McEnany’s pointed the finger at “unelected justices” whom she said had “intruded” on the rights of state governments.

Trump has not commented directly on Monday’s ruling, but in previous weeks has called that he be reelected so he could name new conservative justices after several Supreme Court decisions went against him.

At the same time, Republicans on Capitol Hill attacked Chief Justice John Roberts, who Trump and Republicans were counting on -- along with the two conservative justices Trump had named -- to give the court a conservative majority.

Roberts recently has sided with liberal justices on decisions that found it illegal to fire someone on the basis of their sexual orientation and upheld the Deferred Action for Childhood Arrivals program, as well as Monday's ruling on abortion.

“We need NEW JUSTICES of the Supreme Court. If the Radical Left Democrats assume power, your Second Amendment, Right to Life, Secure Borders, and.....Religious Liberty, among many other things, are OVER and GONE!” Trump tweeted earlier this month.

Judges on federal courts nominated by the president and confirmed by the Senate. Just last week, Senate Republicans touted that they had confirmed Trump’s 200th judicial nominee.

Senate Republicans, many with political ambitions for higher office, have fallen in lockstep with the administration and condemned the court for their Monday ruling while citing a need to shore up conservative voices on the court.

Missouri Sen. Josh Hawley called the ruling a “disaster” in a tweet. “It perpetuates bad precedent while barely bothering to explain why. It is a big-time wake up call to religious conservatives. We must make our voices heard. And time for hard look at vetting & selection process.”

Florida Republican Sen. Marco Rubio’s criticism was pointedly aimed at Chief Justice Roberts, who voted along with the four liberal judges on the court to overturn the Louisiana law. Rubio said Roberts voted to “uphold a precedent that just four years ago he believed the court decided incorrectly.”

“Not only does it make no sense, it is yet another example of #SCOTUS making law, as opposed to applying law,which is their rightful constitutional role,” Rubio tweeted.

And Sen. Tom Cotton, R-Ark., also took aim at Roberts.

“Americans hoping for justice for women and unborn babies were let down again today by John Roberts,” Cotton said in a statement. “The Chief Justice may believe that he’s protecting the institutional integrity of the Court, but in reality his politicized decision-making only undermines it.”

Sen.
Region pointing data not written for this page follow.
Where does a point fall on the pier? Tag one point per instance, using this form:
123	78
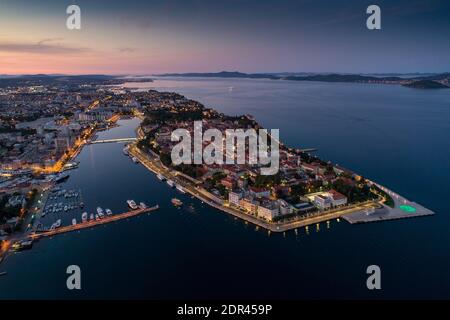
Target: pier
92	223
119	140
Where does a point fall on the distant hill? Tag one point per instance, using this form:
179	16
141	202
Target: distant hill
222	74
342	78
425	84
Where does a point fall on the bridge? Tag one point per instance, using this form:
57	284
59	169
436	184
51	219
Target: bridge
118	140
92	223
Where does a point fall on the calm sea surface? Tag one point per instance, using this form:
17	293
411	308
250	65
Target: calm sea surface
397	136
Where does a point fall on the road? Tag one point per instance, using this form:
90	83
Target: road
156	167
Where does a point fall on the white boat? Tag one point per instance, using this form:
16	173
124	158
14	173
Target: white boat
57	224
100	212
170	183
132	204
177	202
180	188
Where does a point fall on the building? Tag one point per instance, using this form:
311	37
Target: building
234	197
338	198
323	201
268	210
249	204
228	183
329	199
259	192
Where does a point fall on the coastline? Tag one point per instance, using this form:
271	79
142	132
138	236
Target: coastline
202	195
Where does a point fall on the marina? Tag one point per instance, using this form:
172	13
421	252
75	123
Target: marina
93	223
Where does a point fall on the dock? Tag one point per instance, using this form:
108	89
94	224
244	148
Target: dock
92	223
402	209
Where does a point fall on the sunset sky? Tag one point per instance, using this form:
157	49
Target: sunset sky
145	37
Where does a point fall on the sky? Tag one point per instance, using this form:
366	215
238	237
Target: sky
159	36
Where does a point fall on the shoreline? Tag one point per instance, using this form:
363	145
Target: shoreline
202	195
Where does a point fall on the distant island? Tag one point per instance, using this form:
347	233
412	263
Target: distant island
426	84
441	80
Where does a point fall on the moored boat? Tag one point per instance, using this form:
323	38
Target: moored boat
132	204
177	202
170	183
100	212
180	188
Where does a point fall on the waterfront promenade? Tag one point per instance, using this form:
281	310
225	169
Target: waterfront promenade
92	223
155	165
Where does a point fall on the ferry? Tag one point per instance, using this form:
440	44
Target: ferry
132	204
170	183
100	212
57	224
61	177
180	188
22	245
177	202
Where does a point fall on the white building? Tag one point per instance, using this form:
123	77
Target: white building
234	197
268	210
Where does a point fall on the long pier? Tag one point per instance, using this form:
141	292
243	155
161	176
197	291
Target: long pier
118	140
92	223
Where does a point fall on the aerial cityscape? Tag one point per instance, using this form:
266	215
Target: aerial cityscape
99	172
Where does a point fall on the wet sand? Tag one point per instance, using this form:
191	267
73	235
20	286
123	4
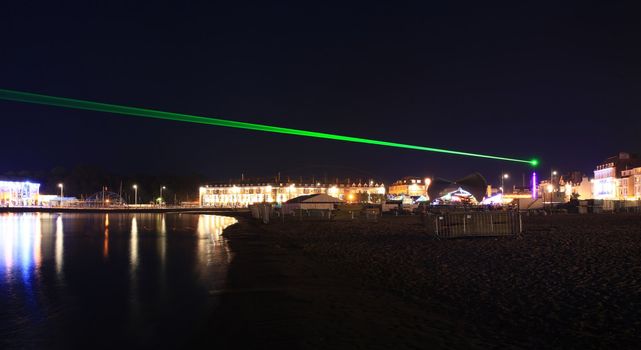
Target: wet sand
570	281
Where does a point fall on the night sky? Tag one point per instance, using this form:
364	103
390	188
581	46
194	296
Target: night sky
561	82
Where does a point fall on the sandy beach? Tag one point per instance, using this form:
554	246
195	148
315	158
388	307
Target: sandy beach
568	282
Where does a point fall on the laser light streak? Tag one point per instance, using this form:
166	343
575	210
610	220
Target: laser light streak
27	97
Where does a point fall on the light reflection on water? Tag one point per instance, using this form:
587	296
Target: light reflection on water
146	277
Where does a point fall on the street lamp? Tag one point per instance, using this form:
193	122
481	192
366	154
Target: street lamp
161	188
135	194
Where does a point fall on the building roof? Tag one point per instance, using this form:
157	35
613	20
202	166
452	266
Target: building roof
315	198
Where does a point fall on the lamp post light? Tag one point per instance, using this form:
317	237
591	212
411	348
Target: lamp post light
135	187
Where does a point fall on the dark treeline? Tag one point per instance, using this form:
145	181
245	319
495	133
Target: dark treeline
82	181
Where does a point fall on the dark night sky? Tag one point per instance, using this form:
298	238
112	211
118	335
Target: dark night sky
561	82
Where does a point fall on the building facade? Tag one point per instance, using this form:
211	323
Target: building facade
609	181
630	184
242	195
410	186
19	193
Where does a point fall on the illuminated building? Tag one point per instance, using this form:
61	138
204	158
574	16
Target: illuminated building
630	184
410	186
18	193
242	194
607	182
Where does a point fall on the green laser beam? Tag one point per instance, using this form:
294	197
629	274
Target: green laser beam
19	96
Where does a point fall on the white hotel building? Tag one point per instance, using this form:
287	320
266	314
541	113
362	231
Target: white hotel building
241	195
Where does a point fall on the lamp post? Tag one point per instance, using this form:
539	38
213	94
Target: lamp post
135	194
161	188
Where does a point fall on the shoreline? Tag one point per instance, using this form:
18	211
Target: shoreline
197	210
278	295
569	281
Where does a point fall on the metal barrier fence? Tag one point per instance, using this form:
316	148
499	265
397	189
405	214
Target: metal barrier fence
479	224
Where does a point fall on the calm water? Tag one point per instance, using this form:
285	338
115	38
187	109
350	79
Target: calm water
102	280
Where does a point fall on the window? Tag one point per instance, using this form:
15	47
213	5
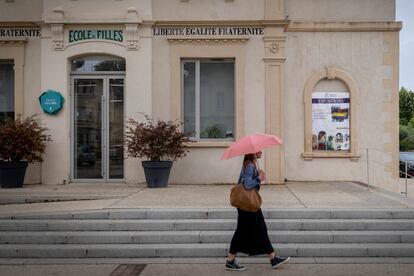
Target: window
208	98
331	100
97	63
6	90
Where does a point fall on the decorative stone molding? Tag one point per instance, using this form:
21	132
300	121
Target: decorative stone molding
131	29
13	41
274	59
274	46
344	26
332	73
132	37
57	37
211	40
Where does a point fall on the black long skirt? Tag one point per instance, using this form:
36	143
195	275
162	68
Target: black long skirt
251	234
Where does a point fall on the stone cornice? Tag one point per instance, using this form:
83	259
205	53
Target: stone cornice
257	23
344	27
13	41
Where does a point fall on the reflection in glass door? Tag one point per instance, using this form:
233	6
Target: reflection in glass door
98	128
116	128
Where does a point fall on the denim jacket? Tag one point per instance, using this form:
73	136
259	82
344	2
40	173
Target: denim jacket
250	177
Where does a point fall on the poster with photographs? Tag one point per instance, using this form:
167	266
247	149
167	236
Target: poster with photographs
330	121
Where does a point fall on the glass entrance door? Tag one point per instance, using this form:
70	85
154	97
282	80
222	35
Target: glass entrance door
98	128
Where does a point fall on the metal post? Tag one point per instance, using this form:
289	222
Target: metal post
367	169
406	176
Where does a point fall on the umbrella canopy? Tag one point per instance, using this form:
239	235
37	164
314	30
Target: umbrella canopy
251	144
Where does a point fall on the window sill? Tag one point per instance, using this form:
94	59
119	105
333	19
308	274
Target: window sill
213	144
308	156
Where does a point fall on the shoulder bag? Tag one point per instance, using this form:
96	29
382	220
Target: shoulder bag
243	199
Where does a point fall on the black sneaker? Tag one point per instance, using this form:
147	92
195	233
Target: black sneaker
277	261
232	265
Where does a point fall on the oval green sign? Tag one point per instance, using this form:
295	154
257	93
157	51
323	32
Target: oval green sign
51	101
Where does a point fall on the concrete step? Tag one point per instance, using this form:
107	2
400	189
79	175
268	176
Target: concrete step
198	250
203	224
169	237
221	213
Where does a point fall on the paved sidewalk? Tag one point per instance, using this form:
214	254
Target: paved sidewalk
91	196
209	269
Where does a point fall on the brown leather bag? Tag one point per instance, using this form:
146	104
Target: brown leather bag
246	200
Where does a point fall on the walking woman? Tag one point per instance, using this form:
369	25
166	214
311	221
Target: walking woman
251	235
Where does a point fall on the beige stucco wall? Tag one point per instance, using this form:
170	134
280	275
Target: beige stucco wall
361	55
21	11
203	165
32	90
102	10
207	10
340	10
55	75
369	56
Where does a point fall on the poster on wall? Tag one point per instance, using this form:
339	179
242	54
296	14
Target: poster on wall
330	121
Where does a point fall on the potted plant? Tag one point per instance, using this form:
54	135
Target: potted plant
160	143
22	141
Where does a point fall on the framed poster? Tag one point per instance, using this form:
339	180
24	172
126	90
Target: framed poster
330	121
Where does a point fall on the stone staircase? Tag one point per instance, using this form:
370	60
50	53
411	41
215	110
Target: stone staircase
150	233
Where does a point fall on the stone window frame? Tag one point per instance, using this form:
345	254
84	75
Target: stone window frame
332	73
13	49
181	49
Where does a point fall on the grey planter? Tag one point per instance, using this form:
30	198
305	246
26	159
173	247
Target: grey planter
12	174
157	173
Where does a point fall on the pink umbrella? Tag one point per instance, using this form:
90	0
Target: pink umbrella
251	144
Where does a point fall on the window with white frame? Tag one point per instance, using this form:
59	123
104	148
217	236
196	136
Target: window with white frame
6	90
208	98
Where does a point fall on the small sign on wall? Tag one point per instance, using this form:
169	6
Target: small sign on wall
51	101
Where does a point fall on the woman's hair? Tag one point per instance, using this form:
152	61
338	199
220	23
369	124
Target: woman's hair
249	157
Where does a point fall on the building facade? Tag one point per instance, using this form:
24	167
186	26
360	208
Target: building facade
320	74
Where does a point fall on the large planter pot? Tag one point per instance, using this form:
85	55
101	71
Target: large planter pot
12	174
157	173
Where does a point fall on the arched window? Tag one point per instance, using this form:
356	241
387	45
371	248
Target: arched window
331	100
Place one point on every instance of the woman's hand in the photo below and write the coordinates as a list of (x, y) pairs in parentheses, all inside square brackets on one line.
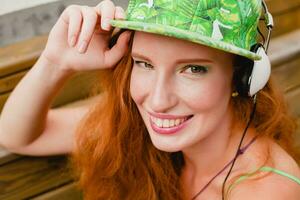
[(79, 39)]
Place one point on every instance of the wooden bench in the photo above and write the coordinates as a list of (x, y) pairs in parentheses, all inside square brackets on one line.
[(24, 177)]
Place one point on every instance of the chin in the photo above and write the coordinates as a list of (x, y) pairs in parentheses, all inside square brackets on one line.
[(166, 143)]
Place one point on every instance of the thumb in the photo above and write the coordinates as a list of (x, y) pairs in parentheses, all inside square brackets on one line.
[(112, 56)]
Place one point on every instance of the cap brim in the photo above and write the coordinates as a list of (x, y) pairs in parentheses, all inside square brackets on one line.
[(185, 35)]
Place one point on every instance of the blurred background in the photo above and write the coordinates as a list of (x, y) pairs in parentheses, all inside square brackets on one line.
[(24, 26)]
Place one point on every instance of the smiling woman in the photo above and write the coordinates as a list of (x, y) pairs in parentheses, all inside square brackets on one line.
[(188, 110)]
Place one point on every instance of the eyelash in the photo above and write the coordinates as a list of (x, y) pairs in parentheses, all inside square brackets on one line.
[(203, 69)]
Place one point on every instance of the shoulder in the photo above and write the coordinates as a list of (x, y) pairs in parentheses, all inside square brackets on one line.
[(269, 185)]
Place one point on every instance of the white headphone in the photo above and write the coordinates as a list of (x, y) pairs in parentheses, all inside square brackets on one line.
[(257, 74)]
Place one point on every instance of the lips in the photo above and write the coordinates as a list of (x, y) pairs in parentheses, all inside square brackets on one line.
[(168, 124)]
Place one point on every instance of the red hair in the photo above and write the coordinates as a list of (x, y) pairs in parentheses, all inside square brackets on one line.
[(115, 159)]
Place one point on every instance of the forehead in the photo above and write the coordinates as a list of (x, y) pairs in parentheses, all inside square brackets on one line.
[(149, 43)]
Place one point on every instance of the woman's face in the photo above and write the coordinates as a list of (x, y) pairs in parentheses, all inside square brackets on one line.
[(181, 89)]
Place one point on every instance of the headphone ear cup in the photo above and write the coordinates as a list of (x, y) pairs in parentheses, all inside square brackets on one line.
[(260, 73), (242, 72)]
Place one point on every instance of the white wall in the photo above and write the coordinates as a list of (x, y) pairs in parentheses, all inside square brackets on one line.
[(7, 6)]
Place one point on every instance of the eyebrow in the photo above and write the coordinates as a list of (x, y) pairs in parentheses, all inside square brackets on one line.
[(183, 60)]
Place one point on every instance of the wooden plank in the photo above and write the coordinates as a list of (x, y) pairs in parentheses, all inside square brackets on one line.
[(77, 87), (293, 99), (67, 192), (29, 176), (284, 48), (288, 75), (286, 22), (20, 56)]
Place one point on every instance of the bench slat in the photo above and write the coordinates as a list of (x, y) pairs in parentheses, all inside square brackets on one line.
[(67, 192), (28, 176)]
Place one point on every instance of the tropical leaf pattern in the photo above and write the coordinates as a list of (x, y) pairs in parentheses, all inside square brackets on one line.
[(229, 25)]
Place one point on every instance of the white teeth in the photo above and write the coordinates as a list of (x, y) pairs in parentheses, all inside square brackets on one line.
[(167, 123), (159, 122), (172, 122)]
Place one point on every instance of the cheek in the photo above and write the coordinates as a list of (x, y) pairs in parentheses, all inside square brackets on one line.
[(207, 94), (139, 84)]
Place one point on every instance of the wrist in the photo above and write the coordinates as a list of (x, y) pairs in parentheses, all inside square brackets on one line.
[(58, 68)]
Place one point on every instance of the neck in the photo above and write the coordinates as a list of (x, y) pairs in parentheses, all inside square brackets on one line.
[(206, 158)]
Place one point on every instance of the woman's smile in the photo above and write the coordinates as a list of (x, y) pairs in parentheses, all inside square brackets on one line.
[(168, 124)]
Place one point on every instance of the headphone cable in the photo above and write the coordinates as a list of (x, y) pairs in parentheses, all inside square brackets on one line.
[(238, 152)]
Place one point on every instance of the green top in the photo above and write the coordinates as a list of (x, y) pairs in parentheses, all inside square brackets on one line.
[(265, 169)]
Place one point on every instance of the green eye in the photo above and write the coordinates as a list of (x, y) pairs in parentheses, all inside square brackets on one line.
[(143, 64), (196, 69)]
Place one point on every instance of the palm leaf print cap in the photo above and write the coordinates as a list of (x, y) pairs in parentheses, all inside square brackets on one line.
[(228, 25)]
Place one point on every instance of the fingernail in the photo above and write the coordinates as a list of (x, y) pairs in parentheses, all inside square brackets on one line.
[(106, 24), (82, 47), (72, 41), (128, 37)]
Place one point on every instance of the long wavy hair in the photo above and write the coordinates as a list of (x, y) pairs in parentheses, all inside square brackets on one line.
[(114, 158)]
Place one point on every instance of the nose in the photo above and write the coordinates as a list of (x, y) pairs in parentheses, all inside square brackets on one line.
[(162, 95)]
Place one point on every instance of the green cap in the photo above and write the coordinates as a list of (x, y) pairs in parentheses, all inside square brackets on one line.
[(228, 25)]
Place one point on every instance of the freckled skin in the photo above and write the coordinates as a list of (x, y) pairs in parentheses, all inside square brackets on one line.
[(167, 89)]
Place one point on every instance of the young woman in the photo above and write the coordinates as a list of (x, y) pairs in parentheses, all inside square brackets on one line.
[(174, 121)]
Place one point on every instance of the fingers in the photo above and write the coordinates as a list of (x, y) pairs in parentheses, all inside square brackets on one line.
[(75, 19), (82, 21), (106, 9), (90, 18), (112, 56)]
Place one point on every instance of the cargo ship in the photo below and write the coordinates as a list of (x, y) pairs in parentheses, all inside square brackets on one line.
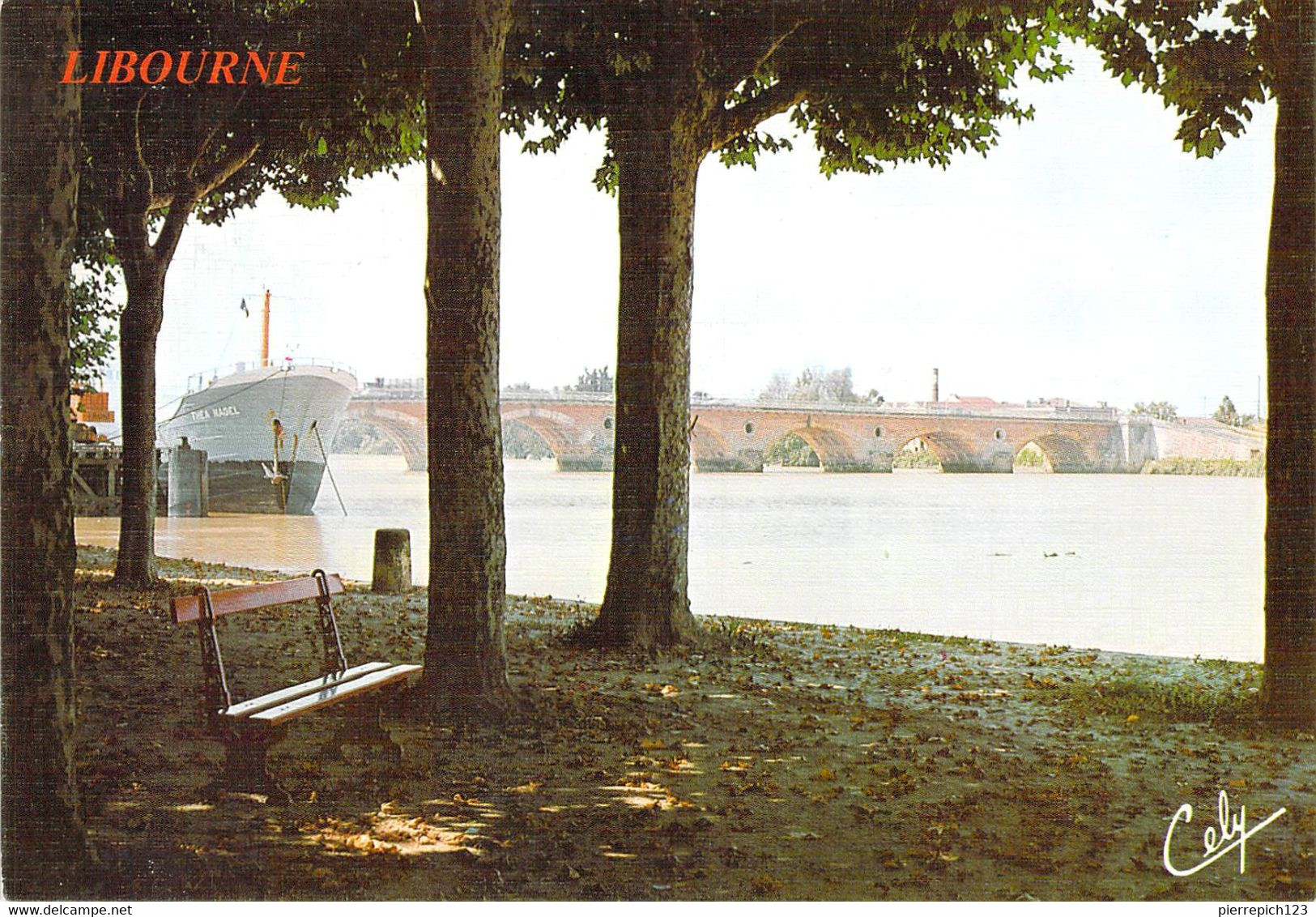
[(266, 430)]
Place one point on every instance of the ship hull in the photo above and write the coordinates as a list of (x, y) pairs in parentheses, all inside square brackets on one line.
[(242, 487), (263, 432)]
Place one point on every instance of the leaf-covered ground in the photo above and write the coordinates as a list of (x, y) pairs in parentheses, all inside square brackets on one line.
[(777, 761)]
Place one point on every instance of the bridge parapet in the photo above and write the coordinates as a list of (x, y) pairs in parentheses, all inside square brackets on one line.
[(728, 436)]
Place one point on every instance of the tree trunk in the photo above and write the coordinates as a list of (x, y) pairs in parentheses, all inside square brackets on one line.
[(465, 646), (646, 603), (1290, 679), (44, 851), (138, 329)]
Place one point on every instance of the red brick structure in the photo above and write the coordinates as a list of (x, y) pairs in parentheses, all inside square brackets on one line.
[(846, 437)]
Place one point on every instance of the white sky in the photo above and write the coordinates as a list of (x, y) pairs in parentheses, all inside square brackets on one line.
[(1088, 257)]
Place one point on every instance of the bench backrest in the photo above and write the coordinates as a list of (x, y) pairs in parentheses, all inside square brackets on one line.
[(250, 598)]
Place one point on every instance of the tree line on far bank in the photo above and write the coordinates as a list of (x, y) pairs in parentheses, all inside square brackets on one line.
[(671, 83)]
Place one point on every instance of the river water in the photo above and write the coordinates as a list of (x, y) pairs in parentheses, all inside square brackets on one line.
[(1158, 565)]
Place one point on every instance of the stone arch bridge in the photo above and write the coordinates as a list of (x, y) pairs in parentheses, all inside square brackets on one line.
[(726, 436)]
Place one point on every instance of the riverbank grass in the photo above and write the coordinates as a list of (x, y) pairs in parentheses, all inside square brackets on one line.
[(775, 761)]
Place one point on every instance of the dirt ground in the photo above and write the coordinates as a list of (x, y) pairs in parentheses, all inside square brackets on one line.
[(777, 761)]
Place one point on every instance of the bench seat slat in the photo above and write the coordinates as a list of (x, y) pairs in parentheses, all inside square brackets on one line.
[(248, 598), (275, 697), (332, 695)]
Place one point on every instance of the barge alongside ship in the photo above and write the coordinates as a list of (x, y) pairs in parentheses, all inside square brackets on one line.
[(266, 432)]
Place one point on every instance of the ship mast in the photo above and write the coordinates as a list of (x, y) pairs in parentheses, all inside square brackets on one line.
[(265, 332)]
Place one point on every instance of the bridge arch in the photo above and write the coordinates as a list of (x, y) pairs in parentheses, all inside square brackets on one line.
[(403, 429), (1063, 453), (951, 450), (836, 449), (574, 446)]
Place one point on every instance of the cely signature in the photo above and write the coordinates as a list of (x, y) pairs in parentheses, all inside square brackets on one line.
[(1233, 832)]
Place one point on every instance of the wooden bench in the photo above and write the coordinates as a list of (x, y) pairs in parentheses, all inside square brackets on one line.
[(249, 727)]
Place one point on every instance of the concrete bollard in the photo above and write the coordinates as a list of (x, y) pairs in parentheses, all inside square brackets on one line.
[(189, 482), (393, 561)]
John Kennedy, a Republican from Louisiana where the case was based, called the ruling "unfortunate" and voiced his frustration in a video he tweeted Monday morning.

“We can't deny our duty to protect all lives no matter how loudly the abortion industry insists that baseline standards of medical care don't apply to them,” Kennedy said in the video.

But some prominent Senate Democrats, some of whom are eying a potential Vice Presidential role alongside presumptive Democratic nominee Joe Biden, have declared the ruling a victory in the fight for reproductive health care rights.

Sen. Kamala Harris, D-Calif., a favorite to share the Biden ticket, called the ruling a “huge victory for reproductive rights” in a tweet Monday.

“Abortion is a fundamental issue of justice in America and we will never stop fighting for it,” Harris tweeted.

Sen. Amy Klobuchar, who just recently stepped aside in the race to join Biden in his quest for the White House, called the decision “the right thing to do” but, like several of her Democratic colleagues, urged Congress to work to work further abortion protections into law.

“Next up: we need to codify Roe v. Wade and make it a federal law,” Klobuchar tweeted.